Dawson Hardware Building in Charlottetown gets new life

A historic building on the corner of University and Kent Streets in Charlottetown is one step closer to restoration.

Landmark 130-year-old Dawson Hardware Building stands at the corner of University Avenue and Kent Street

Architects Chris and Brenda Tweel are restoring the 130-year-old Dawson Hardware Building in downtown Charlottetown. (CBC)

A historic building on the corner of University and Kent streets in Charlottetown is one step closer to restoration.

Protective tarps came down Thursday on the 130-year-old Dawson Hardware Building.

Today was like unwrapping a Christmas present.- Architect, Chris Tweel

Architects Chris and Brenda Tweel, who have been restoring the structure all winter, have been waiting a long time to see it unveiled.

"It's amazing," said Chris.

"I always think I know what my work's going to look like after all the planning we do, but today was like unwrapping a Christmas present.
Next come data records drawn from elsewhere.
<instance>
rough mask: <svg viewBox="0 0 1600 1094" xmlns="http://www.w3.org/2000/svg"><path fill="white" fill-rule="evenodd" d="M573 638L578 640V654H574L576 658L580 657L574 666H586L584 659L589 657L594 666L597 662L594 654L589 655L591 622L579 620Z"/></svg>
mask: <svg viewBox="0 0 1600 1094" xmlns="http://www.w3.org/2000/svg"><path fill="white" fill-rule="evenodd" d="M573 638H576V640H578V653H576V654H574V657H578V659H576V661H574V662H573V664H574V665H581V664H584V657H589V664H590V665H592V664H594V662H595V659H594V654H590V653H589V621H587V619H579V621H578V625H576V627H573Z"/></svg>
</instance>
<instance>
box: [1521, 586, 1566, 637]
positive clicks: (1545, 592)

It was a great surprise and I'm thrilled."

The building, which was constructed in the 1880s, was originally a hardware store and warehouse.

Inside, beams of Island spruce and hemlock testify to the building's heritage.

Tweel imported 16,000 red clay bricks from England to repair the exterior.

"It kind of integrates the historic block down the street by Province House into this corner and along with the Starbucks building," said Tweel.

"Hopefully, that will generate more growth and redevelopment and give some civic pride to the intersection."

The Dawson Hardware Building is part of a larger restoration project involving adjacent buildings. (CBC)

Tweel says this is the cornerstone of a larger restoration project. Work is already underway to restore adjacent buildings on Great George and Kent streets.

For decades, the Dawson Hardware Building lay hidden beneath stucco and steel, the result of modernization in the 1970s.  

"We're a historic city, so any time you get to restore a significant building like this, it's just a real win-win for everybody — our business community, our city as a whole," said Ron Atkinson, economic development officer for the city.

Crews still have plenty of work to do.

It remains to be seen who rent the ground floor and a local law firm is taking the upper three storeys.

Tweel says the building should be ready for use by February 2016.